First Nighter: Shakespeare Globe Smartly Does the Bard's Jacobean Works
Pericles--In no other Shakespeare play is the leading character thoroughly good. He hasn't the hint of a tragic flaw. Nothing, not an inkling. Rather, he's a man to whom evil is done--not unlike, when you think of it, the innocents in Alfred Hitchcock's movies. Upon learning his intended bride, whom Pericles (James Garnon) has won as the result of a court guessing game, has been incested by her father, he attempts to do something about it. But the monarch puts a hit on the intrepid lad, which results in Pericles's experiencing a series of hairbreadth adventures. There's a wife supposedly dead in child birth and a daughter also menaced. Many of the playwright's usual themes and incidents--shipwrecks, lost children, deceased spouses revived--materialize but this time more as a picaresque tale than a tragedy. At one point, as abandoned and desolate daughter Marina (Jessica Baglow) is on the (knife) point of being done in by jealous queen Dionyza (Dorothea Myer-Bennett), she's kidnapped/rescued by pirates literally bursting onto the scene. And on Pericles and Pericles go. It's narrated start to finish by Gower (Sheila Reed), who's full of lively iambic pentameter. Dromgoole has no end of fun directing a cast, six of whom double admirably. They're all ready, willing and able to join in the macabre hijinks. It's difficult to imagine the first of the late romances ever being anyone's favorite Shakespeare opus, but rendered with this degree of creativity, it's undeniably entertaining as it passes.

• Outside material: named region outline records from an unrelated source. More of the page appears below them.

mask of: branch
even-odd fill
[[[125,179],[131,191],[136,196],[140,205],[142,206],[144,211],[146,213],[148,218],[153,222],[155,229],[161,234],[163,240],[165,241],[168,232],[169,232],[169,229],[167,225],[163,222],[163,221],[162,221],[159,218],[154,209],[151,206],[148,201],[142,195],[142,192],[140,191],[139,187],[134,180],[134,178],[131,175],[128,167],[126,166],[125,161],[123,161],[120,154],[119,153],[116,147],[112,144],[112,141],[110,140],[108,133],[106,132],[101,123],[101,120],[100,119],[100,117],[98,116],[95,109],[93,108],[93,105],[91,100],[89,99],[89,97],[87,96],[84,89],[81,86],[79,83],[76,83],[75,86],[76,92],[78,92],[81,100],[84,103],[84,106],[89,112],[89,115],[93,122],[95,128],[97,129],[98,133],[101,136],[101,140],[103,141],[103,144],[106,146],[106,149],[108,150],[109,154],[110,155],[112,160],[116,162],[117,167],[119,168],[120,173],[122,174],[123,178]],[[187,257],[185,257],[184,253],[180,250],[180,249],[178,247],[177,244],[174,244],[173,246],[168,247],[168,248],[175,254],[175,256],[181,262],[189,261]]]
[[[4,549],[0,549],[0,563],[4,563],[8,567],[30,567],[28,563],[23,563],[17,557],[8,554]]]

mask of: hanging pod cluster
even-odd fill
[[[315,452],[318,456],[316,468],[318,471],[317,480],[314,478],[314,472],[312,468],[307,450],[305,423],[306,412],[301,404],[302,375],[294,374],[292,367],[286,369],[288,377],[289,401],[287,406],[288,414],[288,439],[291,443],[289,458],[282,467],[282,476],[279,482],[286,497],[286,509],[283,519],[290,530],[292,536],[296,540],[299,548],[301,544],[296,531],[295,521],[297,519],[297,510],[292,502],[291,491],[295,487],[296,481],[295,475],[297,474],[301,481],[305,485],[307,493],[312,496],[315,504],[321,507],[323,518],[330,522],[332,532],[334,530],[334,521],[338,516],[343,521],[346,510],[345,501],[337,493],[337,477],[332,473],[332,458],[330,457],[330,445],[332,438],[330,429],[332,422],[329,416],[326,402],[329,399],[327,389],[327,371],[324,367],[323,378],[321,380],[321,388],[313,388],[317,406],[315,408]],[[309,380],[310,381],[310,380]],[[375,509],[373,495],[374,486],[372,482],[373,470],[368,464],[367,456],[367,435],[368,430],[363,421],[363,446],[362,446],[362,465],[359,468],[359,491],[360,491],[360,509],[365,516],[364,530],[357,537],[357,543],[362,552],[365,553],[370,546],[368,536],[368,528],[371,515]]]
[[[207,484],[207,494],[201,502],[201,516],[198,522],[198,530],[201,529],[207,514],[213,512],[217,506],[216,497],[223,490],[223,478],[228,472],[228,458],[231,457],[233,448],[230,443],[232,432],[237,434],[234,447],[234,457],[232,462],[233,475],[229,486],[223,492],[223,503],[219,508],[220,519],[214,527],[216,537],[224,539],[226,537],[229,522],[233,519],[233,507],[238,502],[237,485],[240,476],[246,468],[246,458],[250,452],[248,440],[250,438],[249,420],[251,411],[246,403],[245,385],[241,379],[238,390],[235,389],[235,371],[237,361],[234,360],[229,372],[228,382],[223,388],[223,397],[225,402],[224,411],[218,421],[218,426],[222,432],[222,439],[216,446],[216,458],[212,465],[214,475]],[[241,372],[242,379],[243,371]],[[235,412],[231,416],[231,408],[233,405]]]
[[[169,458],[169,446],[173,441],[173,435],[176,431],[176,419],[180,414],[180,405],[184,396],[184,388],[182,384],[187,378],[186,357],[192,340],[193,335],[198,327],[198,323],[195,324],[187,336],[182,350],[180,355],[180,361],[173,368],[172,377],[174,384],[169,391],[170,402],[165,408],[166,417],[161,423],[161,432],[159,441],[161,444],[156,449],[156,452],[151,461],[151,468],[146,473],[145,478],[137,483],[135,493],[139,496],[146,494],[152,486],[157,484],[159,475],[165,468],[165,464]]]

The Winter's Tale--At director Michael Longhurst's bidding and in Richard Kent's period finery, Shakespeare's saga of death and rebirth is getting an almost relentlessly impassioned interpretation. The chandeliers, candelabra and sconces by which the so-called "romance" is illuminated are further enhanced by torches. They're employed most effectively when Paulina (Niamh Cusack, endlessly sympathetic and accusatory) reports the death of Hermione (Rachael Stirling), who succumbs after being wrongly accused of adultery by Leontes (John Light), king of Sicilia. The mood changes when Perdita (Tia Bannon), abandoned as an infant but now 16, has fallen for prince Florizel (Stefan Donnelly) and the romps abound. That's until their love idyll in Bohemia is threatened. The cause is his father, Polixenes (Simon Armstrong). There's nothing amiss in the production, and certainly not with the aid of Simon Slater's music and Fleur Darkin's often-boisterous choreography. The same goes for the performances, which James Garnon boosts immensely with his lip-licking Autolycus.